Espero estar enganado, mas não compartilho do otimismo embutido nessas avaliações que se sobressaem na mídia e na fala do presidente Lula. Em função da dificuldade de confiar nas informações publicadas, e do difícil acesso a dados confiáveis sobre a verdadeira situação da economia global, muitas vezes o melhor é calar e afiar o olhar na busca de informações consistentes.

Três informações publicadas recentemente na imprensa não podem passar ao largo de qualquer análise que se pretenda objetiva da crise econômica global em curso. São elas:
1 – O rombo de cerca de 1 trilhão de dólares ainda sem cobertura no sistema bancário mundial;

2 – O risco de calote dos EUA aos detentores de títulos do governo norte-americano no mercado financeiro internacional; e,

3 – O risco de uma onda de inadimplência dos tomadores de crédito no mercado de consumidores diretos na Ásia.

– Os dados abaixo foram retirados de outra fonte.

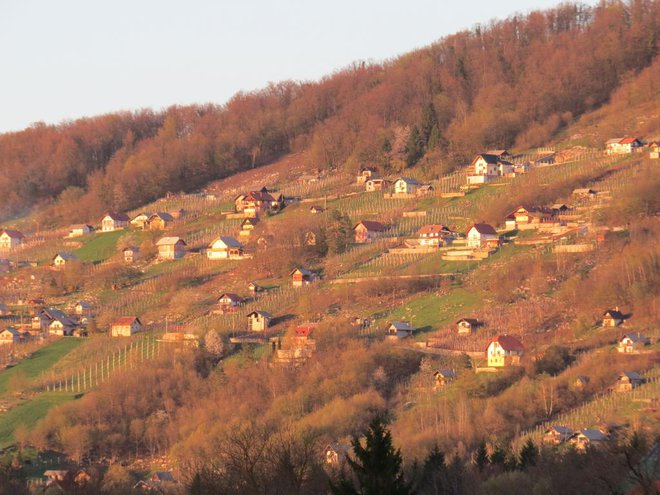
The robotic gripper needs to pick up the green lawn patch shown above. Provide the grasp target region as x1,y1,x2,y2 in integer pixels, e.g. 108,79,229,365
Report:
376,288,481,338
0,338,80,394
0,392,79,448
75,230,126,263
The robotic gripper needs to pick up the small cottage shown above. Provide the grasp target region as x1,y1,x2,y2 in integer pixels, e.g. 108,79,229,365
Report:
289,268,318,287
486,335,524,368
213,292,243,314
73,301,92,316
364,179,390,192
130,212,151,230
616,332,651,354
394,177,421,194
466,223,500,249
605,137,644,155
53,253,78,268
0,327,23,345
122,246,140,263
387,321,417,339
0,229,25,251
147,211,174,230
353,220,386,244
101,212,130,232
248,282,264,295
356,167,378,184
456,318,482,335
206,236,243,260
601,306,624,327
433,369,456,388
67,223,94,237
614,371,646,392
573,188,598,198
417,224,452,247
543,425,575,445
323,443,351,468
568,429,607,452
247,311,273,332
110,316,142,337
156,237,187,260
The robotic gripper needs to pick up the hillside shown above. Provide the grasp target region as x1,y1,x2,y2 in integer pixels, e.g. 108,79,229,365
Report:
0,0,659,225
0,1,660,495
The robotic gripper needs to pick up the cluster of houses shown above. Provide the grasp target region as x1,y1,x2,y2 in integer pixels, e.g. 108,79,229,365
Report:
356,167,434,198
605,136,660,160
234,187,286,218
0,229,25,251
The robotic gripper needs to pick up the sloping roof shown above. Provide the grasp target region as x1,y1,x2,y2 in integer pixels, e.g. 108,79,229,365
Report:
433,368,456,378
397,177,419,186
149,211,174,222
621,332,649,343
112,316,142,327
545,425,573,435
573,429,607,442
218,292,243,302
247,311,273,318
619,371,644,380
389,321,416,332
486,150,510,156
295,323,316,337
468,223,497,235
456,318,480,326
353,220,385,232
0,229,25,239
603,309,623,320
103,211,130,222
417,224,450,235
156,237,187,246
53,253,78,261
151,471,174,481
490,335,525,351
289,268,316,277
211,236,243,249
0,327,21,337
472,153,501,165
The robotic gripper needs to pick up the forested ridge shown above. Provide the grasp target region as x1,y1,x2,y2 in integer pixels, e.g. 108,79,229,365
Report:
0,0,660,223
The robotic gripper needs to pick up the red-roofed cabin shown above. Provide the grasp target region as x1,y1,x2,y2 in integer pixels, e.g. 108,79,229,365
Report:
353,220,385,244
466,223,500,248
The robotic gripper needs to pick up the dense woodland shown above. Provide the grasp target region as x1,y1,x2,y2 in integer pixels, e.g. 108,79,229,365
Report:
0,0,660,223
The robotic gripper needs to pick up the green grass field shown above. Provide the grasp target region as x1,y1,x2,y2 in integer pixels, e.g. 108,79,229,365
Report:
75,230,127,263
0,338,81,394
0,392,78,448
376,288,481,338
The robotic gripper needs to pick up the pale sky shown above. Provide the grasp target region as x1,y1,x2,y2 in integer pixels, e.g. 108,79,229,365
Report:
0,0,594,132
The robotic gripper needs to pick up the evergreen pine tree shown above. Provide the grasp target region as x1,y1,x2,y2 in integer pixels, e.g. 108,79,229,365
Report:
330,418,413,495
406,126,426,167
518,438,539,470
474,440,489,472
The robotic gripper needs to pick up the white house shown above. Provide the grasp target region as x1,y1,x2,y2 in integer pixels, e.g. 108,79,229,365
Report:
206,236,243,260
53,253,78,268
101,212,130,232
486,335,524,368
616,332,651,354
605,137,644,155
466,223,500,248
394,177,421,194
0,229,25,250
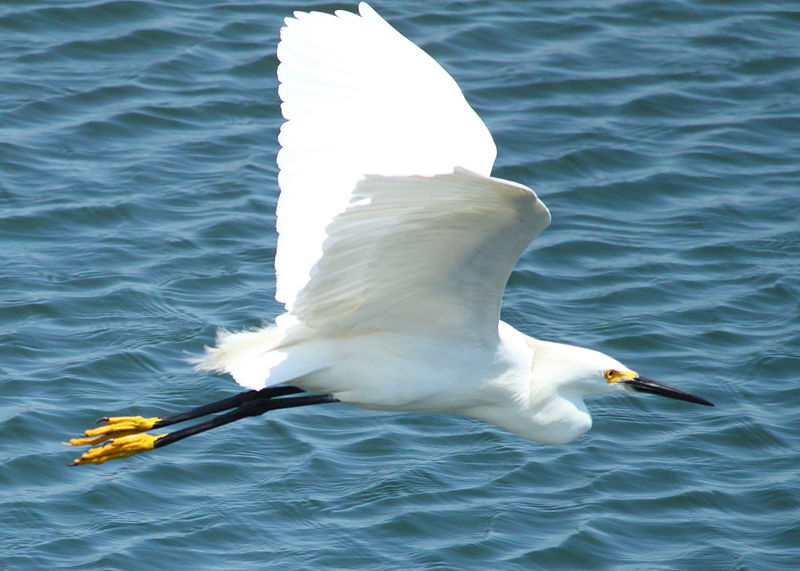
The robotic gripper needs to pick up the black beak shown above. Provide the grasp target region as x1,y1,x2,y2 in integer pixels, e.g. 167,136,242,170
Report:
621,377,714,406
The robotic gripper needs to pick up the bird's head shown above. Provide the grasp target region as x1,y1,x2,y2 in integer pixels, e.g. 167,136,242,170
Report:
534,342,714,406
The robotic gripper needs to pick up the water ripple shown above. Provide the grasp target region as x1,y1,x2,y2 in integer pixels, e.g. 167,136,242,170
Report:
0,0,800,569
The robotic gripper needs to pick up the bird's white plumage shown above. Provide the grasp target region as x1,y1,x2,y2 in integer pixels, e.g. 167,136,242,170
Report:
291,169,550,343
194,3,710,444
275,3,496,311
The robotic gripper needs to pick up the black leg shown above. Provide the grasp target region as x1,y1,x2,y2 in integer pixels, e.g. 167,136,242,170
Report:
148,387,304,428
69,386,338,466
153,395,339,448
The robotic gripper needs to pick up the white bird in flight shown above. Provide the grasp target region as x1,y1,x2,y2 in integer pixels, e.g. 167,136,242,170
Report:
70,3,713,465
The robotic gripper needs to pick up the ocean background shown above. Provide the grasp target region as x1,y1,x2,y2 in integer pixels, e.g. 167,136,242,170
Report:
0,0,800,570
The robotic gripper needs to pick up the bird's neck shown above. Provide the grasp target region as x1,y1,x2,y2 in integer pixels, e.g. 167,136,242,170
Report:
468,322,592,444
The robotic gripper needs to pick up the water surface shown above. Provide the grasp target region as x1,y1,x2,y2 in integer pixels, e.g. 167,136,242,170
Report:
0,0,800,569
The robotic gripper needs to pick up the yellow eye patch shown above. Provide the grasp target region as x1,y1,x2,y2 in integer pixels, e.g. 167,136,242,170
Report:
603,369,639,383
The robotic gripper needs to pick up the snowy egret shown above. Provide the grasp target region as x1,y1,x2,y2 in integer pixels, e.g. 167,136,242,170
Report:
70,3,713,464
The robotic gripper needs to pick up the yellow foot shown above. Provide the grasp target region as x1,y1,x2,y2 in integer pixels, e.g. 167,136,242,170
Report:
69,416,161,446
72,431,166,466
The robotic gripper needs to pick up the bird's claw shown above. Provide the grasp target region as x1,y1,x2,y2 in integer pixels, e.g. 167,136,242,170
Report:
69,416,161,446
70,431,166,466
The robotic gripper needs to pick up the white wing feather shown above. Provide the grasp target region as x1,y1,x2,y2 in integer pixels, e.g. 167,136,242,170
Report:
198,3,550,389
291,169,550,343
275,3,496,311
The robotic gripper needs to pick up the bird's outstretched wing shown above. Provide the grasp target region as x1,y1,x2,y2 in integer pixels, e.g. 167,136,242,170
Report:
275,3,549,339
275,3,496,311
291,169,550,343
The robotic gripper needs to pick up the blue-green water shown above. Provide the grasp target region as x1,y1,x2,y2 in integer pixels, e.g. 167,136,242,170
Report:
0,0,800,569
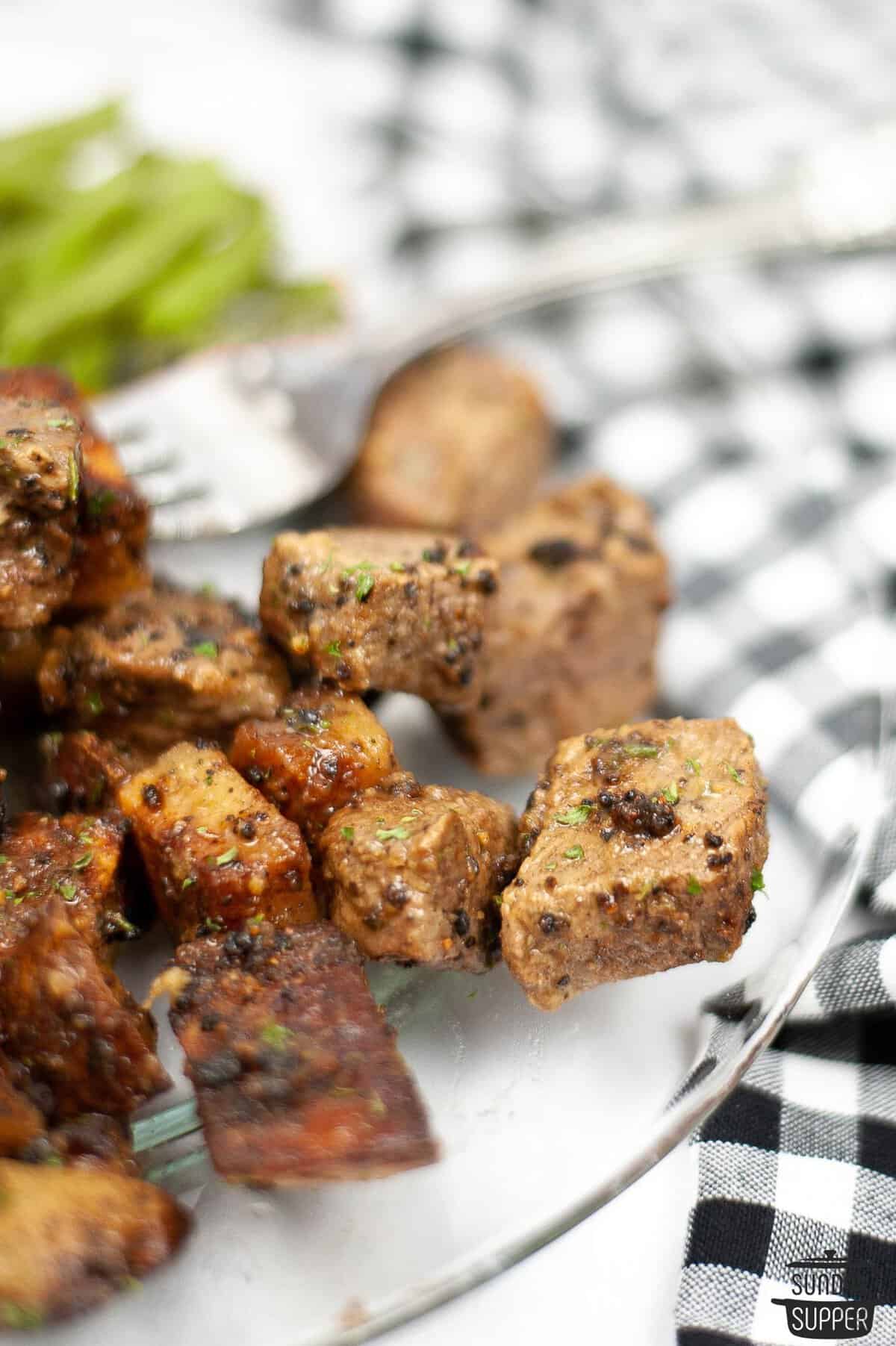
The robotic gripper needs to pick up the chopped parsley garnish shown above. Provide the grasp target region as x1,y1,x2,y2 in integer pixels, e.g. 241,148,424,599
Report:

Apesar das vultosas injeções de dinheiro público recebidas pelos bancos em todo o mundo desde a eclosão da crise em 2008, estima-se que um terço do rombo criado pela aventura da alavancagem pelos derivativos ainda se encontra sem cobertura. Se esse valor for suprimido do bolso dos contribuintes, aumenta o custo, ainda não percebido por quem pagará a conta, da salvação do mercado pelo Estado. Se, por outro lado, esse rombo não for coberto, não serão poucos os bancos a quebrar. Alguém se arrisca a prever as virtuais conseqüências de uma onda global de quebra de bancos?
Em discurso proferido em meados desse mês, o presidente Barack Obama afirmou que a dívida norte-americana é insustentável e que os Estados Unidos não podem continuar na dependência da China e de outros credores. Em algum momento, disse Obama, os credores ficarão cansados de bancar as despesas da maior economia do mundo. E; “Quando isso acontecer, vamos ter de aumentar os juros para conseguir financiamento e isso vai provocar aumento de juros para todo o mundo.”, disse ele.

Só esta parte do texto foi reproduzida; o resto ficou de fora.